Do any indie hackers have experience with penetration testing services on a budget? I'm running a bootstrapped business so I couldn't spend more than $2k.
It also seems a bit silly since my entire app is basically just a single node.js process running on Heroku. Part of me thinks that if i trust Heroku to be secure then my app should also be secure?
I know big organizations spend millions on this kind of thing, but is there an option for small startups? Is it even worth it?
Interested to hear other's thoughts on this.
Thanks 🙏
I don't think it's worth it unless you're in a highly regulated industry.
With penetration testing, you get what you pay for. Paying a few hundred on Upwork will get you some basic vulnerability scans from someone doing them at scale. A deeper penetration test costs thousands of dollars.
Using Heroku does not mean your app is secure. It mitigates vulnerabilities associated with the server, but not with the app itself.
Thanks for the response! Yea I've been looking at options on Upwork and i was skeptical if i'd actually get any value out of it. And yea you're totally right about the app itself being the main vulnerability Heroku.
You probably don't want a penetration test, but a third party vulnerability assessment. Your strategy should not be to "do nothing", but you should consider a reasonable effort that is commensurate with your scale and the risk (or lack of) that using your app presents to your customers. At your scale, you might want to look at something like Detectify. I have no affiliation, but I think it's a worthy service for entry-level vulnerability assessment.
Thanks, I'll take a look at Detectify 🙏
You have bunch of open source scripts and frameworks to test it alone or with a tech-friendly friend, some learning curve is needed but it can save you thousands of dollars. Professional pentest assestment is between 10k-25k and more, depends is it black box or white box access (allowed access into internal structure or blackhat approach using only external information to see what can be hacked), also size of network and x other factors.
For example, if you are familiar with linux (kali, arcx, even ubuntu) you have tools and scripts for automatic recon, scanning and other intelligence details that helps hackers to gain further access and exploit whatever they can. Search for Legion (secforce product), Metasploit, Jok3r and Sn1per, those scripts combine tens and even hundreds of other scripts used for recon, scanning, finding hackable elements, database attacks, bruteforcing, basically testing and exploitation of all kinds.
For windows I know for OWASP software (lot of false positives but still useful) and owasp's Nettacker, but basically if you install python on windows machine you can use many of tools that works on linux. Also try to find if someone in bigger companies have a license for Acunetix, they are doing decent job in automated tests and maybe some of them is willing to make one scan for you.
After you do everything you can to fix the issues alone, you can use your 2k for crowd-sourced pentesting platform like hackerone.com or bugcrowd and give bounties for their findings, check the sites to see the rewards for specific issues.
Not your intent, but good to hear that there could at least be a market for this sort of thing.
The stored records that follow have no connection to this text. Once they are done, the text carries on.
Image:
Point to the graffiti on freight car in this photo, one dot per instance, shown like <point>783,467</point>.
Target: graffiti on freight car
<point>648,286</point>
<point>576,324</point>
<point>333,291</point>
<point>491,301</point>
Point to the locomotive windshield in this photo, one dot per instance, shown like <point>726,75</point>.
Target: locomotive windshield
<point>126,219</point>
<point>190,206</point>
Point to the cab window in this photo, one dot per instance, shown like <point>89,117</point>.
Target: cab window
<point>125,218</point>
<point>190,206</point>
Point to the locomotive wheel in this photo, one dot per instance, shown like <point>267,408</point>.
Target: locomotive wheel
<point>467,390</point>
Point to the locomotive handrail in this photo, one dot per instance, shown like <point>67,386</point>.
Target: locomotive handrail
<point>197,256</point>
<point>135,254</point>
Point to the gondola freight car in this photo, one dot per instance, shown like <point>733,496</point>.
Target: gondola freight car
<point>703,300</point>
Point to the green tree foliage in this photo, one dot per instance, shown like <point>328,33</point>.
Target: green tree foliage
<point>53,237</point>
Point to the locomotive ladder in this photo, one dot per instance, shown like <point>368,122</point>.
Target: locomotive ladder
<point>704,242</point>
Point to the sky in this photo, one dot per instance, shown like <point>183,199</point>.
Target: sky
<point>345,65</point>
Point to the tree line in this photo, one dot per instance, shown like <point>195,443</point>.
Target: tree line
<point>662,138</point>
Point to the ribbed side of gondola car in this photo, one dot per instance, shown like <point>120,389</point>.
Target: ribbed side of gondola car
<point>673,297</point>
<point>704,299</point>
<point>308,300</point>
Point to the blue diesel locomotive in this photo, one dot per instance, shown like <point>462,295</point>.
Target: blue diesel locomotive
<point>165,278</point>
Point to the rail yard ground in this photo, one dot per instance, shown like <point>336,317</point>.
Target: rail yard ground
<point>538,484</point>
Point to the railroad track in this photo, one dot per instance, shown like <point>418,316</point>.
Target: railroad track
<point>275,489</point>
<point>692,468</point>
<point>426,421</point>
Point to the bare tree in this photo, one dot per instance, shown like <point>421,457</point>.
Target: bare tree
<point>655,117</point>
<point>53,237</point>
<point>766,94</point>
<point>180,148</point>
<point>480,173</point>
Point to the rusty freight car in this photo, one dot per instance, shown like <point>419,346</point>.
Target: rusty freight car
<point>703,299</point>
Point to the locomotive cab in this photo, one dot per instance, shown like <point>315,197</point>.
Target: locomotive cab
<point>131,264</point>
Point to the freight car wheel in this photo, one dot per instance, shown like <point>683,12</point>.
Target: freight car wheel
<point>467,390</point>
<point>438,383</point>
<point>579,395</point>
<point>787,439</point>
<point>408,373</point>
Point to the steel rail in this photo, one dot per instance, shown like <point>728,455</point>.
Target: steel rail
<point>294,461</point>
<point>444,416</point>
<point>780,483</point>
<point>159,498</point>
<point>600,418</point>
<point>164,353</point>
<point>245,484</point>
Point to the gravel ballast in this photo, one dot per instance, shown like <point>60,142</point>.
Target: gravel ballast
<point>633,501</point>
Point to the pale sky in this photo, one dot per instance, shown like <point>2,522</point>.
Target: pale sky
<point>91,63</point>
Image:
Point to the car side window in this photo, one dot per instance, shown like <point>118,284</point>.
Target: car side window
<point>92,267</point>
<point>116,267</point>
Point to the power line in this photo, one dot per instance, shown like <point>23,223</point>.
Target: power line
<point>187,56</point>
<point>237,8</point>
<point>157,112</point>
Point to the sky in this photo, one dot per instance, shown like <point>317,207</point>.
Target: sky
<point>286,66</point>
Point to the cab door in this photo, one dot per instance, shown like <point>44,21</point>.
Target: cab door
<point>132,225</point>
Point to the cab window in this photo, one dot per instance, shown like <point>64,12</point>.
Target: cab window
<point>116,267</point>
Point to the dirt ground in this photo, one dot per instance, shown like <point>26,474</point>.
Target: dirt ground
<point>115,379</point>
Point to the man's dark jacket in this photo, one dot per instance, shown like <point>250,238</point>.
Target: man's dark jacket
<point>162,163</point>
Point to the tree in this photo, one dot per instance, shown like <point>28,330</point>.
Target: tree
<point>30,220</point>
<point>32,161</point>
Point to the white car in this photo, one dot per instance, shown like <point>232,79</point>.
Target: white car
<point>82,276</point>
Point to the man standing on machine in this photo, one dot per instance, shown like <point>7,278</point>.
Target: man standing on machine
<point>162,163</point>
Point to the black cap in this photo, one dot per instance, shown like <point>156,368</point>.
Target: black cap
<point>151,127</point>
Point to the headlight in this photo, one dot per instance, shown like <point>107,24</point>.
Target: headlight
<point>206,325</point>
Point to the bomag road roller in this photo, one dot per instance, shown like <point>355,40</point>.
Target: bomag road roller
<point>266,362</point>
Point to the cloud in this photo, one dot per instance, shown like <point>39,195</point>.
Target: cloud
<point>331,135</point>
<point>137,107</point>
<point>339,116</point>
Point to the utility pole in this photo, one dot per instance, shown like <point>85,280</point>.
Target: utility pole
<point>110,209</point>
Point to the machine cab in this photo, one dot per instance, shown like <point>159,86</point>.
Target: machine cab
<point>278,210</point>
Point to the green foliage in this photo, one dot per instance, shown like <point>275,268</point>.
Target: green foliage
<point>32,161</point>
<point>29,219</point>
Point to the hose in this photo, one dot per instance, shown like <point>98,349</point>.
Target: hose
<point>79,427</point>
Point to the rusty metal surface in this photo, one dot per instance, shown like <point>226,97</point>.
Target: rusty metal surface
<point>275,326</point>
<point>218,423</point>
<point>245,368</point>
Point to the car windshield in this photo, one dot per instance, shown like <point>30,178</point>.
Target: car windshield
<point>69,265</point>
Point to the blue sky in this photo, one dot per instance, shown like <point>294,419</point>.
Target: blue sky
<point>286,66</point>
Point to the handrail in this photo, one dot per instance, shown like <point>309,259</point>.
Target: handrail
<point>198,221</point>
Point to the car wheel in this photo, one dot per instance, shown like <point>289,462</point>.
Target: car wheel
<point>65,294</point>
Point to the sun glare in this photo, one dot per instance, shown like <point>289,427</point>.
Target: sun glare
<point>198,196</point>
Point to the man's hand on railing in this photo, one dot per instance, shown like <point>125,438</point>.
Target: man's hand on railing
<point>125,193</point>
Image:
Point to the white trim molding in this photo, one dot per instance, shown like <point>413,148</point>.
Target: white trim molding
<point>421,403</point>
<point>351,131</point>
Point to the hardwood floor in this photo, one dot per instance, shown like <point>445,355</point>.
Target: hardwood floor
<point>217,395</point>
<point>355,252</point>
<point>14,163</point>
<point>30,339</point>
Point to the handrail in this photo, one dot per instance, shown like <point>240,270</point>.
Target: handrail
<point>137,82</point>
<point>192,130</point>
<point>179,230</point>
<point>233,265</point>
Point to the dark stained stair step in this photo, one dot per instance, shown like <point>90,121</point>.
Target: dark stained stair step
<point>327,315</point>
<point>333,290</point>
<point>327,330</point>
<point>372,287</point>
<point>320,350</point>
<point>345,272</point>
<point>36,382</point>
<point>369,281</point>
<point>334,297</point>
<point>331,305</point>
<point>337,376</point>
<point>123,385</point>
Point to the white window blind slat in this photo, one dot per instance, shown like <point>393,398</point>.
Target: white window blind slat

The past couple of days I've been trying to figure out if there would even be demand for pentesting and cybersecurity services from small businesses and startups.
Ha! I'm still trying to decide if it's worth it in my case 😅
Depending on how far you are on the journey of your product, this is something you could delay. If you are just starting and still trying to find the product market fit, I wouldn't worry about it yet, focus on getting the product off the ground. Later on you can hire external professional penetration testing companies since there is a lot to consider.
Yea we definitely have product market fit already, that's the thing. We're just not venture backed so we don't have millions of dollars to spend. That's why I'm starting to worry about this kind of thing. Maybe you're right though and it's too soon.
I just poted about looking for this type of service.
I checked out the Detectify website -- I want nothing to do with 'crowdsourced' for my pentesting.
Assuming that Heroku is secure therefore your app is secure is the wrong assumption. Heroku is only going to protect your codebase, you need to employ proper security practices throughout your application.